L’affaire des universitaires Adama Kpodar & Kokoroko contre Sasso Pagnou  prend une tournure inquiétante. Alors que la procédure est en cours, les termes d’une «citation à prévenu» remise à Sasso Pagnou semblent indiquer que le verdict pourrait être déjà prononcé.

Un exploit d’huissier dont Le Temps a obtenu copie montre de surprenantes anomalies : le procureur de la République  se  fait siennes les accusations de la partie civile.

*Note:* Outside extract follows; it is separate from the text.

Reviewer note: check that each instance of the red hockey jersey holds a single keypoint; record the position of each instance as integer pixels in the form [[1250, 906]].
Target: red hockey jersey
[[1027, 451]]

D’abord, dans la « citation à prévenu », le procureur de la République  accuse Sasso Pagnou «d’avoir à Kara courant mois de février 2019, en tout cas depuis non couvert (sic) porté des accusations mensongères [C’est nous qui soulignons] auprès d’une autorité ayant pouvoir d’y donner suite (CAMES), de l’existence d’un réseau  composé notamment de messieurs Kpodar Adama, Kokoroko Dodji, Ahadji-Nonou [C’est nous qui soulignons], et Coulibaley Babakane dont l’objectif est de nuire aux candidats aux CCI et à l’agrégation avec qui ils ont des différends ».

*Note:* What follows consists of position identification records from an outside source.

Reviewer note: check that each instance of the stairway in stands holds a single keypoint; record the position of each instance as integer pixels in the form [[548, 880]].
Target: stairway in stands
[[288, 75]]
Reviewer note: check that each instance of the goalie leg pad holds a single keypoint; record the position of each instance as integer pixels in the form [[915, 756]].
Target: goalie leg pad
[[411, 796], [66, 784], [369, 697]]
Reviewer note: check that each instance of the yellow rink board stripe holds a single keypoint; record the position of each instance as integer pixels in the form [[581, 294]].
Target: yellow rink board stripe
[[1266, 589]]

Ensuite, Sasso Pagnou est également accusé « d’avoir  dans les mêmes temps et lieu, publiquement par courrier électronique adressé au CAMES, porté atteinte à l’honneur et à l’égard dû au rang [c’est nous qui soulignons]» de la partie civile.

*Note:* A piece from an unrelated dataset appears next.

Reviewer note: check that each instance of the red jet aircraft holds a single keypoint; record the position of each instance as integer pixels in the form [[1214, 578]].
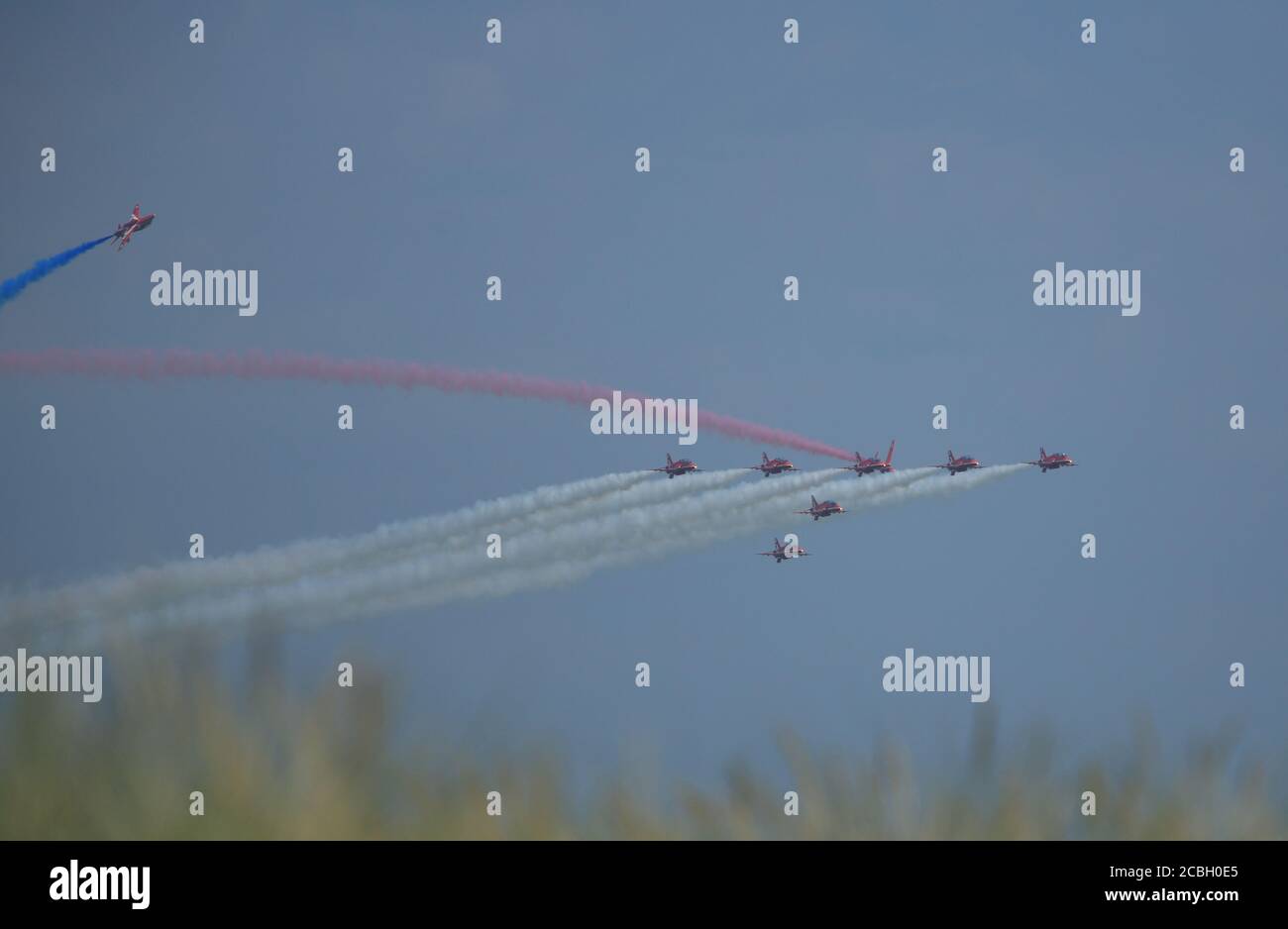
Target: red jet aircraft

Selon le procureur, les faits sont prévus et punis  dans les deux cas  respectivement par les articles 363,  364, 289 et 290 du code pénal.

Enfin, une surprise de taille : dans «la citation à prévenu»,  la liste des plaignants s’est rallongée… du Professer Koffi Ahadji-Nonou, qui n’avait pas porté plainte mais se retrouve par enchantement dans la partie civile dans la nouvelle citation à prévenu. L’ancien président de l’Université de Lomé, protecteur dit-on de Dodji Kokoroko et d’Adam Kpodar, et actuel membre de la Cour constitutionnelle revient donc dans la partie par une porte dérobée.

Pour tous les délits qui lui sont imputés, dont le délit de dénonciation calomnieuse et d’atteinte à l’honneur, Sasso Pagnou risque une peine d’emprisonnement de six mois avec sursis, 5 à 20 millions de CFA d’amende et l’interdiction d’exercer la profession d’enseignant.

Comment comprendre les  nouveaux faits ?

Selon un avocat contacté par Le Temps, l’attitude du procureur n’est pas normale, elle est même « scandaleuse ». « Cela n’est pas possible alors que la procédure n’est pas terminée, surtout dans le cas d’une citation directe où la partie civile n’a pas encore apporté les preuves ».  Ce faisant, le procureur montre qu’il a repris de but en blanc en son compte les accusations de la partie civile.

Or, tout semble indiquer le contraire. Dans une procédure de citation directe, il appartient à la partie civile d’apporter la preuve de ces accusations et de démontrer dans le cas d’espèce qu’il y a eu effectivement « dénonciation calomnieuse » et « atteinte à l’honneur ».

Pourtant, jusqu’à présent la partie civile n’a pas réussi à apporter la moindre preuve de ses accusations. Tout est d’ailleurs contre les plaignants.

Dans un premier temps, la dénonciation calomnieuse n’est pas avérée, car le conseil de Sasso Pagnou a rappelé au tribunal de Kara l’article du Cames qui fait mention à tout enseignant et candidat aux titres de l’institution (Cames) de dénoncer à l’institution toute infraction au code d’éthique et de déontologie.  Le prévenu Sasso Pagnou n’a alors accompli que son devoir, étant d’ailleurs lui-même victime de ses accusateurs.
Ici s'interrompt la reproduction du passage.